All right, when you looked at Rome, Rome divided all the world as either citizens of Rome, which by the way Paul was, or strangers. They didn’t belong to the Roman Empire. And it was coveted to be a citizen in the Roman Empire. But when you looked at the Greeks, the Greeks looked at everybody, I mean they were the intellectuals. They were the philosophers and they looked at the whole world as either Greeks or barbarians. In other words, if you weren’t a Greek you were a barbarian. In other words, it would be like saying in the south, you’re just a redneck. You know, that’s all you are.

So when God looks at us though, whether we’re Greeks or barbarians, whether we’re Jews or whether we’re Gentiles, whether we’re citizens or whether we’re strangers, we’re
important to God. And this was Paul’s passion. Watch what you learn just from these verses.

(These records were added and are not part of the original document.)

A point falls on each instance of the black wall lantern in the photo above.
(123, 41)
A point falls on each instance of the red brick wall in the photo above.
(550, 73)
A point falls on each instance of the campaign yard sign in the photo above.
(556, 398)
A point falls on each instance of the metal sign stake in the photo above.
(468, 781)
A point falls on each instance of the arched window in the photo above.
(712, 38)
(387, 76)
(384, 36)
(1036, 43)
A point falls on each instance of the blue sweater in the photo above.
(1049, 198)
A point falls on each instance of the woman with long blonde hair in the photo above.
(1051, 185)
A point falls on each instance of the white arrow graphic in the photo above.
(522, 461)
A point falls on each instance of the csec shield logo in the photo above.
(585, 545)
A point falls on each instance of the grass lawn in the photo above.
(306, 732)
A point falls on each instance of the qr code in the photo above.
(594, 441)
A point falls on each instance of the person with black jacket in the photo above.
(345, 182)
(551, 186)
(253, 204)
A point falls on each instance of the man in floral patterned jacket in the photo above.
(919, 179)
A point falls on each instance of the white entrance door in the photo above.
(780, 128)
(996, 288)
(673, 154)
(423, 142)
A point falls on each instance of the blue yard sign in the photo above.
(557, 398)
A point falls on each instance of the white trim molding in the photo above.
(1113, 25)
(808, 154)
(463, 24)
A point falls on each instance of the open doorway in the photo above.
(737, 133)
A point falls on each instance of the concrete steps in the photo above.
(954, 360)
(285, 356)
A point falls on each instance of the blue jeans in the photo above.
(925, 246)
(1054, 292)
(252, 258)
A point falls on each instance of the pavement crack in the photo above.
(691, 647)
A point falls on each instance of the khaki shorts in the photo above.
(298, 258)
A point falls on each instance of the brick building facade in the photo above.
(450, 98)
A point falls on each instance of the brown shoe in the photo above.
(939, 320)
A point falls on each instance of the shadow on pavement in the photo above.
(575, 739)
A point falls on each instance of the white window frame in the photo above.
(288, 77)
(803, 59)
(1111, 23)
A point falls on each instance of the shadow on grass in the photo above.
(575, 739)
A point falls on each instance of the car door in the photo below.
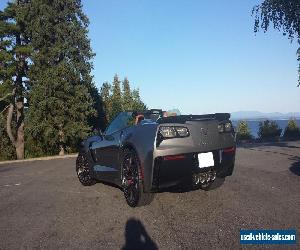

Look at verse 13, in verse 13, his last “I,” where you mark that, he says, “… I want to obtain some fruit among you also.” And then he goes on to say, ”For I am under obligation. I’m a debtor.” I want to obtain some fruit among you. I want to come to Rome because I want to see more people come to Christ and I want to help you reach more people for Jesus Christ. But also, I want you to know that I’m under obligation. It’s like there is a burden on me. And that burden puts me in obligation to other people. He says, “I am under obligation both to Greeks and barbarians, both to the wise and the foolish.” And then he says, “I am eager….” Now listen, “I want to obtain some fruit. I’m under obligation. I am eager.” In other words, listen, my engine is already revved up and, “I am eager to preach the gospel to you who are in Rome.” I’m eager to bring this message so the message has to be more than just the fact that Jesus died. He was buried. He was raised from the dead. The message has to be that the death and burial and resurrection of Jesus Christ change your life. There’s power in this message. And it’s so powerful that it saves you and it guarantees you heaven.